Entscheidungsstichwort (Thema)
Zur Begründung einer Nichtzulassungsbeschwerde; Verwertung von strafgerichtlichen Feststellungen
Leitsatz (NV)
- Ausführungen, wonach das FG angeblich zu Unrecht seiner Entscheidung eine bestimmte Tatsache zu Grunde gelegt hat, vermögen nicht zu begründen, dass die Voraussetzungen für die Zulassung der Revision nach § 115 Abs. 2 Nr. 1 oder Nr. 2 FGO vorliegen.
- Zur Rüge eines Verfahrensfehlers wegen Verstoßes gegen die Pflicht des FG zur Sachaufklärung ist es erforderlich darzulegen, welche aufzuklärenden Tatsachen nicht aufgeklärt worden sind, und dass sich die Notwendigkeit zu deren Aufklärung auch ohne entsprechende Beweisanträge des Klägers dem Gericht hätte aufdrängen müssen.

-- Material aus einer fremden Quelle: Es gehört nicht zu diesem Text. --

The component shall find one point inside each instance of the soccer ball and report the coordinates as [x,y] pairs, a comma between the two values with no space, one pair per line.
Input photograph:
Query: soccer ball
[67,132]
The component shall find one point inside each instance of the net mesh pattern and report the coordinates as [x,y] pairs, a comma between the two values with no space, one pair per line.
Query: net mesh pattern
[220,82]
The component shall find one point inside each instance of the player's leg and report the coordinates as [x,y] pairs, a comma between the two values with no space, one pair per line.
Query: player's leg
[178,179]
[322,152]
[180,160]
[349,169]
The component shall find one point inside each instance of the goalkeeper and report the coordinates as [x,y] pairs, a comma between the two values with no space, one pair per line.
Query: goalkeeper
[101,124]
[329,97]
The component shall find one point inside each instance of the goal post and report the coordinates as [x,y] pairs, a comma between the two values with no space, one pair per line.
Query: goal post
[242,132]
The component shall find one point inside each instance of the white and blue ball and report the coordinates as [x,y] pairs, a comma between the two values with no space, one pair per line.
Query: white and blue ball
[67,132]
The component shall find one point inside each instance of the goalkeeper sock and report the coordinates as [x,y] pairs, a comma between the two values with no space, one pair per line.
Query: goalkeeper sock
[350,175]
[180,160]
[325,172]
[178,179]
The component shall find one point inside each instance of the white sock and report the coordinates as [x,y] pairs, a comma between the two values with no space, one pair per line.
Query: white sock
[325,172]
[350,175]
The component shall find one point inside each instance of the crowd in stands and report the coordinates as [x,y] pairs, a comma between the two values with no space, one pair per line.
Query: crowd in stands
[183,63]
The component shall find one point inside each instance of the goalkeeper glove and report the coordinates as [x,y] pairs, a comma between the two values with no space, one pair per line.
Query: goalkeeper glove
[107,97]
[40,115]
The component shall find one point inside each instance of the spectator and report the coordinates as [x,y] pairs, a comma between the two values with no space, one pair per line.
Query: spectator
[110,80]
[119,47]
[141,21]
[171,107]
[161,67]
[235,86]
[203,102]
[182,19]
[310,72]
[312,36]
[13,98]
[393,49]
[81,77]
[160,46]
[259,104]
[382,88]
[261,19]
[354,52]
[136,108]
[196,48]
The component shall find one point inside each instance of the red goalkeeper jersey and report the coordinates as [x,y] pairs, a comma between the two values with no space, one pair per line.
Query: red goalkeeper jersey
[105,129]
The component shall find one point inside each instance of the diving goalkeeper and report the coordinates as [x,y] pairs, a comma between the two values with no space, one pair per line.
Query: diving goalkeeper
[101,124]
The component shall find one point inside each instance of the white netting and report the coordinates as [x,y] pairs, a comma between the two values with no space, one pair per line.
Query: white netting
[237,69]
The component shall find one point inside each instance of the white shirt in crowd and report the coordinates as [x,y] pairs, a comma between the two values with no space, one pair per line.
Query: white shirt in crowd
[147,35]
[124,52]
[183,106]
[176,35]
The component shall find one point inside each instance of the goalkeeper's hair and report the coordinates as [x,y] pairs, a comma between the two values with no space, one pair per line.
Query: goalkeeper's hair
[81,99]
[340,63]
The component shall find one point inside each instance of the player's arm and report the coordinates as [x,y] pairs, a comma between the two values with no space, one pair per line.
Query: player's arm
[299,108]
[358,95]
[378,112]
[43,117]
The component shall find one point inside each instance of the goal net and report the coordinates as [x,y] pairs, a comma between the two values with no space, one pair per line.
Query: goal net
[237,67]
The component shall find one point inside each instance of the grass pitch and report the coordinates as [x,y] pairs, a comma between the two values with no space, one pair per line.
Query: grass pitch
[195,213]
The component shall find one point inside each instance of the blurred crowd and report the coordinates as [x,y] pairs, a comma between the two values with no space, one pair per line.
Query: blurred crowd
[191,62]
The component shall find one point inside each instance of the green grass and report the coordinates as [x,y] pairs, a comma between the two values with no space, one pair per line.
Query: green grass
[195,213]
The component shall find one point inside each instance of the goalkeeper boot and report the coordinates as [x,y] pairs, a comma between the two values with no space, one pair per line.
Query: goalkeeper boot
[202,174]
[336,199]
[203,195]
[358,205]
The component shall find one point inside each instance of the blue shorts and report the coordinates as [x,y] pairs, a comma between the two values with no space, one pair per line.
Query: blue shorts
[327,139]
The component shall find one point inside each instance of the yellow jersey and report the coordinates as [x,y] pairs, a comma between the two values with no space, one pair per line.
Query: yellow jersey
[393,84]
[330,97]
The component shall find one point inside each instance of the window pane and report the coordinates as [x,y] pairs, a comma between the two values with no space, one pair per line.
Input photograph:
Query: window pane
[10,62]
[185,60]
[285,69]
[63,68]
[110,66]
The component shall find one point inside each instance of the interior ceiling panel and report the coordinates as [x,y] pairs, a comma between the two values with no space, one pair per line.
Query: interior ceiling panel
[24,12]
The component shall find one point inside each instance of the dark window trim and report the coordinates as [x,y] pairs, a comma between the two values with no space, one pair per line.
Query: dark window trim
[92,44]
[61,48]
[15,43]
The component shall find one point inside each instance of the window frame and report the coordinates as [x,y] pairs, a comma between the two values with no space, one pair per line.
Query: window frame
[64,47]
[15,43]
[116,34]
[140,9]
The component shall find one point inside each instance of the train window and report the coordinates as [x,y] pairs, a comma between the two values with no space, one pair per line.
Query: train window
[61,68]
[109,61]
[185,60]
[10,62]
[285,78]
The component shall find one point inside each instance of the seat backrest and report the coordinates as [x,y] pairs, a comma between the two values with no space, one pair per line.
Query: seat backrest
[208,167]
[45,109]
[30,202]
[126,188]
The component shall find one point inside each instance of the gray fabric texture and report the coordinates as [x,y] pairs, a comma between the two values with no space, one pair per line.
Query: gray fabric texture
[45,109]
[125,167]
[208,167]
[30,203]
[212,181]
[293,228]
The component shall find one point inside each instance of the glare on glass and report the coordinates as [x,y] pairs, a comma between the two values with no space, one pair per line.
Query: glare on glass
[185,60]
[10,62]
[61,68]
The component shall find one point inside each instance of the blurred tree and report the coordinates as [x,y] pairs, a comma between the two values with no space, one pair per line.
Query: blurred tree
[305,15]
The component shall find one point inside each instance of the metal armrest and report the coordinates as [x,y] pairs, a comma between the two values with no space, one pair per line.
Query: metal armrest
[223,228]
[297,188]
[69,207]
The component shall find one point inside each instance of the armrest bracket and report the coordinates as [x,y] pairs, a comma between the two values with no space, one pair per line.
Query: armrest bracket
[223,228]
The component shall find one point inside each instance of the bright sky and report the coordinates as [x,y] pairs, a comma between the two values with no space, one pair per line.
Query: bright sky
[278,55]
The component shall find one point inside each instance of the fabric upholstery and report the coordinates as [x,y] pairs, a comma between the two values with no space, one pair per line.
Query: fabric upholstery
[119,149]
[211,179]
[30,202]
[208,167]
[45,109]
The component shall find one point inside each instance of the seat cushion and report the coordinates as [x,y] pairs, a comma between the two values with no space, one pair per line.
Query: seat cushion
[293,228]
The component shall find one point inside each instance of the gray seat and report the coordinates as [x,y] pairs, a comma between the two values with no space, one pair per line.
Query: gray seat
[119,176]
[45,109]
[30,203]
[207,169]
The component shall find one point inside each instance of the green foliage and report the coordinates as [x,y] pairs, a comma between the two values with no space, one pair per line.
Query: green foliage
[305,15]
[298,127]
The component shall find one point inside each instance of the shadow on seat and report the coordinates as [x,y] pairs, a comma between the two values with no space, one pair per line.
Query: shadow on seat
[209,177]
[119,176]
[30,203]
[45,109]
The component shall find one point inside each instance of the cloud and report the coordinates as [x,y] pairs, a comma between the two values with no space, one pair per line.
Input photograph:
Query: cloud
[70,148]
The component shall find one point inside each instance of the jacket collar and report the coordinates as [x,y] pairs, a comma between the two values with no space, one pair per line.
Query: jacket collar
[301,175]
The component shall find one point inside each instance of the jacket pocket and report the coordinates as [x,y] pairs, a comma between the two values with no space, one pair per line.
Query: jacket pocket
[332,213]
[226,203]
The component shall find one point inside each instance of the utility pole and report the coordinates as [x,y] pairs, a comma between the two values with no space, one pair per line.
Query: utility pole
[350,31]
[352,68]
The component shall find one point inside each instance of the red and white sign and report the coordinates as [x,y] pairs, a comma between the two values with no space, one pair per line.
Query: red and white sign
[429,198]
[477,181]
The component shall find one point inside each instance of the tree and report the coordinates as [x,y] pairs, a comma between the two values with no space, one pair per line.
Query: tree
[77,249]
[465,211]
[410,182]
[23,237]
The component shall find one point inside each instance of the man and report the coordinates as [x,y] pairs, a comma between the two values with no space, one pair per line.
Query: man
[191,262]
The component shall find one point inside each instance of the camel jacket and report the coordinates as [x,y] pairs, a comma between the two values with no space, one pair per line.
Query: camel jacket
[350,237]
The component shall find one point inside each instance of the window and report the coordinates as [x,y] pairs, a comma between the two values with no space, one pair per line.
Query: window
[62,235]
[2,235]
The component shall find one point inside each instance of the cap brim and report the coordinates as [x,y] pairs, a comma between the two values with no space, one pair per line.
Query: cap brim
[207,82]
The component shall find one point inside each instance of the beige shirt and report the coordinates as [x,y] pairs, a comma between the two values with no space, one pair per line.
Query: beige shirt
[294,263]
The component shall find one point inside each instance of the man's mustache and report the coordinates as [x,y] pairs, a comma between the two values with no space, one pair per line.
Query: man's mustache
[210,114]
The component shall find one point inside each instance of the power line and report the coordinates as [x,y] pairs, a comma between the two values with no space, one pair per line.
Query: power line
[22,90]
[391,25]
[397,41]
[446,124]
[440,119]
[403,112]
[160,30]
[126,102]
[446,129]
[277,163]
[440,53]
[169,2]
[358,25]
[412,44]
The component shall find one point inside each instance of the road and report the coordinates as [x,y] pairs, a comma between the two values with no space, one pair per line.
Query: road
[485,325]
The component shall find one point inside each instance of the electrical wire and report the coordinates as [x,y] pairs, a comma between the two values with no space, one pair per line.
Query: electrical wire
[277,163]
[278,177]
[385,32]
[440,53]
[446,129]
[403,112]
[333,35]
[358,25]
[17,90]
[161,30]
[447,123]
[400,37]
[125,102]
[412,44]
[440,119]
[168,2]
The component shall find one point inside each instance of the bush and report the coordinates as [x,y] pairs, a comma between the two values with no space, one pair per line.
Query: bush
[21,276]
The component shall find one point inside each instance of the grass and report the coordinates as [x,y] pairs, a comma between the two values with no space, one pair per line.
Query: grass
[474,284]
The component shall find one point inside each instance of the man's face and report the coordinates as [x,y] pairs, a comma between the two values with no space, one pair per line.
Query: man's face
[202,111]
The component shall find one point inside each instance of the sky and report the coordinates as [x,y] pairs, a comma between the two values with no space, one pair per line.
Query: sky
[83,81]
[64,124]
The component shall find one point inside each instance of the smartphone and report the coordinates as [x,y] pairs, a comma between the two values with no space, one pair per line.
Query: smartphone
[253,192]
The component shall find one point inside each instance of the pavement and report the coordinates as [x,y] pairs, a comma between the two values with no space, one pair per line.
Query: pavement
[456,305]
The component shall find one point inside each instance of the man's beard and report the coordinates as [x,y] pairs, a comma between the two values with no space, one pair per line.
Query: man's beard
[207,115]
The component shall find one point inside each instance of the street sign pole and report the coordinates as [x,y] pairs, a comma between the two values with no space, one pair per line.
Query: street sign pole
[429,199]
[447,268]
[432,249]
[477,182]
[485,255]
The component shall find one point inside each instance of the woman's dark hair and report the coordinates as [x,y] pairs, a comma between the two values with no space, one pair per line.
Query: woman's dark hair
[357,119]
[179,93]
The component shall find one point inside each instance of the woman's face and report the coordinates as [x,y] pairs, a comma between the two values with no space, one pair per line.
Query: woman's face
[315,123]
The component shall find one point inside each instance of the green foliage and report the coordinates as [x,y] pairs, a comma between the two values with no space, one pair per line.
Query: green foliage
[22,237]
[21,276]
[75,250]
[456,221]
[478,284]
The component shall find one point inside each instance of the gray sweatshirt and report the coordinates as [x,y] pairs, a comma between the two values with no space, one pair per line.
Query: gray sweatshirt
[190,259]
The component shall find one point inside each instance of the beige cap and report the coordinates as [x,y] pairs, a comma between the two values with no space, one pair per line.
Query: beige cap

- Das FG darf sich auch die einem Strafbefehl gegen einen am finanzgerichtlichen Verfahren nicht Beteiligten zu Grunde liegenden Feststellungen zu Eigen machen, wenn diese nicht substantiiert bestritten werden und keine entsprechenden Beweisanträge gestellt werden.
Normenkette
FGO § 76 Abs. 1, § 115 Abs. 2 Nrn. 1-3, § 116 Abs. 3 S. 3
Tatbestand
I. Das Finanzgericht (FG) hat die Klage des Klägers und Beschwerdeführers (Kläger) gegen den Steuerbescheid des Beklagten und Beschwerdegegners (Hauptzollamt ―HZA―) über insgesamt … DM an Einfuhrabgaben für vorschriftswidrig in das Zollgebiet verbrachte bzw. im Zollgebiet erworbene unverzollte und unversteuerte Zigaretten als unbegründet abgewiesen. Dabei stützte es sich auf die Feststellungen des gegen die Ehefrau des Klägers ergangenen rechtskräftigen Strafbefehls des Amtsgerichts … vom 4. November 1998, wonach diese in Bezug auf die streitgegenständlichen Zigaretten gemeinschaftlich mit ihrem Ehemann gehandelt habe. Diese Feststellungen habe der Kläger nicht substantiiert bestritten.
Entscheidungsgründe
II. Die Beschwerde des Klägers, mit der er sich dagegen wendet, dass das FG die Revision gegen das Urteil nicht zugelassen habe, ist unzulässig. Der Kläger hat die behauptete grundsätzliche Bedeutung der Sache sowie seine Meinung, dass eine Entscheidung im Revisionsverfahren der Fortbildung des Rechts diene, und einen angeblichen Verfahrensmangel nicht ausreichend dargelegt, wie dies von § 116 Abs. 3 Satz 3 der Finanzgerichtsordnung (FGO) verlangt wird.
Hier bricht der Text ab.